From time to time, I take advantage of educational conference-call opportunities that are made available by some of the leading cancer research and patient-support organizations. This afternoon, I listened to one that featured Dr. Owen O’Connor of Columbia University and Dr. Bruce Cheson of Georgetown University, both of them lymphoma specialists.
I’ve heard Dr. Cheson numerous times in the past (that's him to the left). Dr. O’Connor was a new name to me (see below for his photo).
The program was sponsored by CancerCare.org.
Often, my chief take-away after listening to such programs is to feel reassured that I’m pretty much on top of the subject of recent advances in lymphoma treatments. That, in itself, is encouraging.
Today, though, I actually heard a few things I hadn’t heard before. Or, if I did hear them before, they didn’t register with me.
The first has to do with the vexed question of what sub-type of NHL I actually have. My initial diagnosis was for small B-cell lymphoma, which is usually understood to be an indolent form of the disease (as is the relatively common follicular lymphoma). My second-opinion from a pathologist at Memorial Sloan-Kettering in New York, however, identified a significant number of large cells (more dangerous, but also more susceptible to curative treatment), which set me out on the chemotherapy journey on which I embarked in early 2006. The new diagnosis at the time was “diffuse mixed large and small B-cell.”
As a result, when I attend lymphoma educational conferences where they ask participants with B-cell NHL to break out into workshop groups, some follicular and others large B-cell, I never quite know where to go.
Today I heard Dr. O’Connor speak of the fact that, when it comes to diagnosis, there is often a significant gray area between high-grade (somewhat more aggressive) follicular lymphoma and diffuse large B-cell. He also said there are well-documented examples of “histologic transformation of follicular lymphoma,” which means that a patient’s disease actually changes fro one form to another.
I’m not saying that happened to me, necessarily. It’s just that it highlights how the pathology reports that doctors often present to patients with such certainty are sometimes as much an art as a science. Dr. O’Connor pointed out that, in the case of some patients, if you were to present the same pathology report to ten different pathologists, as many as three or four of them may differ from the others with respect to grading of the disease.
That would put me squarely in the gray area, it would seem.

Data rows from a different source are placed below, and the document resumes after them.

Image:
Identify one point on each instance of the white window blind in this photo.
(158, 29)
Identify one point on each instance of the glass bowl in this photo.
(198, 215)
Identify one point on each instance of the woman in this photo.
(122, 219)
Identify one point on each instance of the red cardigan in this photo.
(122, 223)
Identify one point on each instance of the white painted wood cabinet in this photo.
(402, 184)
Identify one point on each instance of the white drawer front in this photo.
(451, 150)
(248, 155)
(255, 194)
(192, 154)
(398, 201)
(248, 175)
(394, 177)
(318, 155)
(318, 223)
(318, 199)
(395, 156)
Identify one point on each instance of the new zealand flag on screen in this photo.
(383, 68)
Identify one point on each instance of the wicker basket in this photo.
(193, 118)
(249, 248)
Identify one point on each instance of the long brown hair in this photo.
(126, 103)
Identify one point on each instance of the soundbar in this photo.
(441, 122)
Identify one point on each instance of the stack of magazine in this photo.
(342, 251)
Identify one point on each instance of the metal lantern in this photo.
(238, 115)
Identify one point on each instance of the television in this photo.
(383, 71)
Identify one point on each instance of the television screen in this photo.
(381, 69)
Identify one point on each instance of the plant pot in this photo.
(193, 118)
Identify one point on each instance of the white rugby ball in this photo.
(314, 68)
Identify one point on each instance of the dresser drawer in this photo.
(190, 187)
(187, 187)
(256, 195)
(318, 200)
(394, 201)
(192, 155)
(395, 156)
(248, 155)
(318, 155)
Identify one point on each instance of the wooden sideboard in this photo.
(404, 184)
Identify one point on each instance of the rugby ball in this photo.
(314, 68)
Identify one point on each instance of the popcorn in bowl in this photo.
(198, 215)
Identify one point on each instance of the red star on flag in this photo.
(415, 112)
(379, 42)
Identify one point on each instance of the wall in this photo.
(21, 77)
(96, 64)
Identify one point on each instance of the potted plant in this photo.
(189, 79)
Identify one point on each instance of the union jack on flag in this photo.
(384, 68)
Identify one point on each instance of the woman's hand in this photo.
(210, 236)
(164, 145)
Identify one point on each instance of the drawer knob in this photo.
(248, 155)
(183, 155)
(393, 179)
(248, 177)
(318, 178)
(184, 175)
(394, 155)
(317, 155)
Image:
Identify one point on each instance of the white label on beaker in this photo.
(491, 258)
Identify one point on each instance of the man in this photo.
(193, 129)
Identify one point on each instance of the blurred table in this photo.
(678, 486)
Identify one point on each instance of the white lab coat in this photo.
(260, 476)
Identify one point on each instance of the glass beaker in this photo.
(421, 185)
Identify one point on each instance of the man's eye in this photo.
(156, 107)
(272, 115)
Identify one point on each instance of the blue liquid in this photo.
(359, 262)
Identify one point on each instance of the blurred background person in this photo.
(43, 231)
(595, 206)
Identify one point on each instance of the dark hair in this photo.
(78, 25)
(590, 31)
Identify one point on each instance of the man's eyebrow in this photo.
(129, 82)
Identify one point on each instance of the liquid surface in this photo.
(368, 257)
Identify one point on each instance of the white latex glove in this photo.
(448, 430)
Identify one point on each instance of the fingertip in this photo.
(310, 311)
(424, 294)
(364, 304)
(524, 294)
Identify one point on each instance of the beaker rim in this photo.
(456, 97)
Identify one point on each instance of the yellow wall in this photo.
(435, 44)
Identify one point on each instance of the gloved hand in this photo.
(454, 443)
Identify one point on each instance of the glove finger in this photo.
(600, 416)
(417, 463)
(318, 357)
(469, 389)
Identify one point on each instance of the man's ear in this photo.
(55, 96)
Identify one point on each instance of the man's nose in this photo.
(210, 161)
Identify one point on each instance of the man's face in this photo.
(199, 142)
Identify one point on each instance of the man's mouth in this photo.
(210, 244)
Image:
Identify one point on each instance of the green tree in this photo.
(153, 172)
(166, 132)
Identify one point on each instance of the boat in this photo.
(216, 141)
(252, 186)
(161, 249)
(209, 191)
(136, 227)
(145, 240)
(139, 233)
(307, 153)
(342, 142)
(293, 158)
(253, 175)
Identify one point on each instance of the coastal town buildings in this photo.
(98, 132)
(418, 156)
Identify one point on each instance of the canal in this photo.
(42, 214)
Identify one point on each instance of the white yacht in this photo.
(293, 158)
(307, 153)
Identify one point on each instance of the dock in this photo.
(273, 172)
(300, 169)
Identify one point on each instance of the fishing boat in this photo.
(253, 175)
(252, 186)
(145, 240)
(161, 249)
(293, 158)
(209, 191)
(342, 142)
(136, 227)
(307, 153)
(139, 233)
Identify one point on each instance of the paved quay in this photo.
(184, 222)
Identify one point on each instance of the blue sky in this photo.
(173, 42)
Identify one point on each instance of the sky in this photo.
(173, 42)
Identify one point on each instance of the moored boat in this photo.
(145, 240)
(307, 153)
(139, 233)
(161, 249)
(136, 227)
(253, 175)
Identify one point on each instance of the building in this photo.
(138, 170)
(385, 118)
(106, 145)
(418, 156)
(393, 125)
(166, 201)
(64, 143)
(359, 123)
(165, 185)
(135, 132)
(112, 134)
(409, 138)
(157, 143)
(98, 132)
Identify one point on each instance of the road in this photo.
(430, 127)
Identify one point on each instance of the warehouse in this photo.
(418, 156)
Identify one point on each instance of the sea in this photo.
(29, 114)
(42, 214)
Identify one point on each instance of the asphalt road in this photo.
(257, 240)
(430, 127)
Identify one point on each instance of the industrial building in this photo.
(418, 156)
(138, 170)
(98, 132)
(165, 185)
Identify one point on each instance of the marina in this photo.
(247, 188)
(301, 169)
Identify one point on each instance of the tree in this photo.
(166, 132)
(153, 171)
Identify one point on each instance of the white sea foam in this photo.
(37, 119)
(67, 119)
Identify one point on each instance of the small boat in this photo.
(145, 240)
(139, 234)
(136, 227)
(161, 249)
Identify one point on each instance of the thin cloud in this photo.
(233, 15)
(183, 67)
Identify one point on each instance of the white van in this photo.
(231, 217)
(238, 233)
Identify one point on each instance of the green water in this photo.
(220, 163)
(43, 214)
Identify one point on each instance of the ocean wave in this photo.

It also means I’m likely always to have difficulty deciding which workshop group to join.
Generally, the news continues to be encouraging. Both doctors emphasized that, in the world of B-cell lymphoma, there are a great many treatments to choose from in the event of relapse. Here’s hoping I’ll never need them, but in case I do someday, it’s good to know there’s a choice.
They also made me feel like the R-CHOP treatment — harsh as it was — was, indeed, the most appropriate choice for me at the time. One of the callers in the question-and-answer session was wondering whether it’s best for a newly-diagnosed follicular lymphoma patient to start off with Rituxan only, rather than more traditional chemo agents. Dr. Cheson was quite clear that, the younger the patient is, the more important it is — all things being equal — to start with the harsher treatment first. Not only are the benefits likely to be longer-lasting with traditional chemo, but older patients are more likely to have difficulty tolerating it. So, it’s better to use it while you can, as a primary rather than a refractory treatment, while you’re relatively young.
I’ve often wondered, as well — especially as I speak to other patients whose disease is quiescent and who are pursuing long-term maintenance Rituxan treatments — whether watchful waiting continues to be the best course of action. Dr. Cheson put my mind at ease in that regard, by repeating news of some research studies I’ve already heard about. Specifically, these studies have found that, while maintenance Rituxan treatments may cause longer remissions, when everything is said and done, the overall survival rates of those who have had these monthly IV drips is no better than those who have not.
Anyway, it was a productive and reassuring hour to spend — even considering the ambiguity that goes along with living in the gray area. Thanks to the good folks at CancerCare for putting on such a useful program!